All or Nothing

One way you know you’re on soft ground in an argument is to hear something like His supporters are all nuts, or Her policies won’t help anyone. In conversations that are trying honestly to get somewhere, to test one’s opinions against the thoughts of others, generalities like these are as dangerous as a riptide that will engulf any particular that gets too close.

When we are in our best logical frame of mind, we are aware of two kinds of statements, universal and particular. Universal statements say something about all or every: All politicians worry about themselves first or Every last one of them should be thrown out of office. The subjects here, all politicians and every last one of them name what is called a class, and such statements are called universal because they assert something about each and every member of the class they name.

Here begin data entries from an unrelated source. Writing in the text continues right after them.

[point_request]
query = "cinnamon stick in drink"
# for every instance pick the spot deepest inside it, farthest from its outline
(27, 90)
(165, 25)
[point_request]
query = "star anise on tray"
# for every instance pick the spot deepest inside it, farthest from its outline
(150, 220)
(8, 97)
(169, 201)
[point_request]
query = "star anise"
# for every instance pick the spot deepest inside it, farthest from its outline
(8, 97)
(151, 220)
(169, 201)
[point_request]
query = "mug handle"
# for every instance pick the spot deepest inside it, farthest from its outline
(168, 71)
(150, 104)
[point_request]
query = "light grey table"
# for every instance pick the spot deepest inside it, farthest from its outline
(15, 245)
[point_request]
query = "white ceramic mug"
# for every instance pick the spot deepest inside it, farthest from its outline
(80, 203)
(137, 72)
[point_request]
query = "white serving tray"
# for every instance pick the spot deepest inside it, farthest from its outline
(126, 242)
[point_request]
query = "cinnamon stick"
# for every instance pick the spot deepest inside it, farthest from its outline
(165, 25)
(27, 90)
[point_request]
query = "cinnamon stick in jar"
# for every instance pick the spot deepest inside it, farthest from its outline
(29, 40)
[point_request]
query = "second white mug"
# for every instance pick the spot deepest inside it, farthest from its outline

Particular statements are not so confident. If I can summon the courage in an argument with someone to correct myself and say, Well, I shouldn’t say all politicians, but it’s true that some politicians worry about themselves first, I have, in the interest of more careful thinking, changed the universal statement into a particular: not all, but some. Where a universal will bravely assert something of an entire class, a particular cuts with a finer blade, recognizing that life rarely first appears so clean cut.

All of this has to do with what is called generalization. It seems to be an inveterate inclination of human beings to look for answers, for the causes and reasons, whys and wherefores of what is going on in the world. We generalize in order to come to some conclusion, and we do it properly after we’ve taken note of a sufficient number of particular instances. Examining the particulars ensures the health of our generalizations; it is what we rely on our doctors and scientists and technicians to do with care and integrity, so that they don’t move too fast and rest on an answer that is only true in part.

But thinking clearly is not an easy friend, and when we just don’t want to take on the effort of explaining ourselves, of making finer distinctions of fact and evidence—when we just want the big answer, the one pill now to solve it all, we give rein to other of our natural propensities and declare it dauntlessly as we already know it to be. Generalization, in other words, can slacken into a logical fallacy called hasty generalization. If genuine generalization is the search for a principle after looking closely at the facts, hasty generalization has no time for such careful consideration: I know what I know. And so the angels shudder.

Knowing the difference, then, between universal and particular statements can put us on our guard to be more careful, not only in our own thinking but in taking on board the over-confident conclusions of others. Whether the words all or some are actually present in a statement or only assumed, they mark two very different kinds of assertion, and relying only and often on the universal can be of doubtable value in a complicated world.